La conseguenza è che i Garanti Privacy Europei, d’ora in poi, possono sospendere (non vietare a tempo indeterminato) i trattamenti dei dati negli USA, laddove vi siano evidenze o gravi presunzioni sul fatto che i dati trattati negli USA non rispettano regole equivalenti a quelle europee.
Tuttavia se un Garante non apre un caso a seguito del quale viene ordinata una sospensione, il trattamento si presume lecito e può continuare. Non vi è alcun divieto preventivo e, in questo senso, non cambia nulla. I trasferimenti possono dunque continuare.

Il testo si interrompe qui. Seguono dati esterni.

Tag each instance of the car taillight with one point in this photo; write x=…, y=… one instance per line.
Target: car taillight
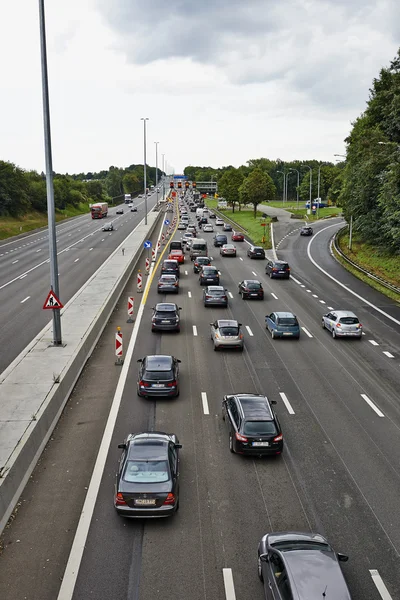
x=170, y=499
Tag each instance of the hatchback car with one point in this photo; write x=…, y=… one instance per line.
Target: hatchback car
x=253, y=427
x=209, y=275
x=226, y=333
x=277, y=268
x=215, y=295
x=282, y=324
x=342, y=323
x=251, y=288
x=147, y=482
x=300, y=566
x=228, y=250
x=158, y=376
x=256, y=252
x=166, y=317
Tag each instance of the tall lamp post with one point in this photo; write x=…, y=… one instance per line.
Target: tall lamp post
x=57, y=341
x=144, y=169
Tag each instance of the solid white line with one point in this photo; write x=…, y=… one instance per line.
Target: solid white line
x=205, y=403
x=307, y=332
x=372, y=405
x=380, y=586
x=287, y=403
x=228, y=582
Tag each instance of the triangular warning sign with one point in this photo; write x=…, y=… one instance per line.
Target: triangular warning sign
x=52, y=301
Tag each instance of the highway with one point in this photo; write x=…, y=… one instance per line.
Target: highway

Inoltre, vi è da dire che le società multinazionali possono avvalersi di policy intra-gruppo vincolanti, non toccate dalla sentenza, che, una volta approvate dai Garanti, certificano la correttezza dei trasferimenti tra società del Gruppo (Binding Corporate Rules).
Vi è inoltre da dire che, laddove un utente, nell’aderire a servizi online, accetti valide clausole che prevedono il trattamento in USA in deroga alle norme di diritto UE, è molto difficile che il Garante nazionale possa vietare il trasferimento.
Sarà invece da vedere come le società con trattamenti in USA dovranno rispondere a specifiche richieste degli utenti relative alla privacy e questo probabilmente dipenderà dall’esito del caso che ora il Garante irlandese si appresta ad analizzare avendo avuto il via libera dalla sentenza della Corte UE. Al riguardo però i Garanti europei hanno già annunciato che le indicazioni saranno unitarie.
Nel complesso, dunque, quel che cambierà sarà un miglioramento e una maggiore raffinatezza della gestione privacy UE-USA – processo peraltro già in atto con ripetuti interventi dei Garanti – e un maggiore ricorso a politiche intra-gruppo delle società con operazioni di trattamento in USA. Vi sarà inoltre la probabile approvazione di linee guida di dettaglio dei Garanti europei per assicurare che il trattamento in USA risponda effettivamente ai dettami europei aggiornando così policy che, effettivamente, erano ferme al 2000 rispetto a modalità di trattamento che nel frattempo si erano molto evolute. Una sentenza dunque certamente utile ma non direi “choc” e senza nessun divieto già operativo di tenere i dati su server USA. La sentenza però suggerisce certamente a chi abbia trasferimenti dati UE-USA autorizzati sulla base dell’accordo appena annullato di verificare legalmente e tecnicamente la conformità dei trasferimenti in corso non potendo contare sul paracadute dell’accordo Safe Harbour.
Una ulteriore considerazione che si può fare è tuttavia sull’effetto “a catena” che potrebbe avere questa sentenza rispetto alle altre regole Safe Harbour, agli accordi bilaterali tra la UE ed altri Stati. In questo senso la sentenza costituisce un precedente che potrebbe essere invocato ogni qual volta un cittadino lamenti un trattamento estero fallato e, come sappiamo, vi sono trasferimenti massivi anche in Paesi diversi dagli USA i quali potrebbero, per effetto di successivi interventi, divenire altrettanto sindacabili caso per caso.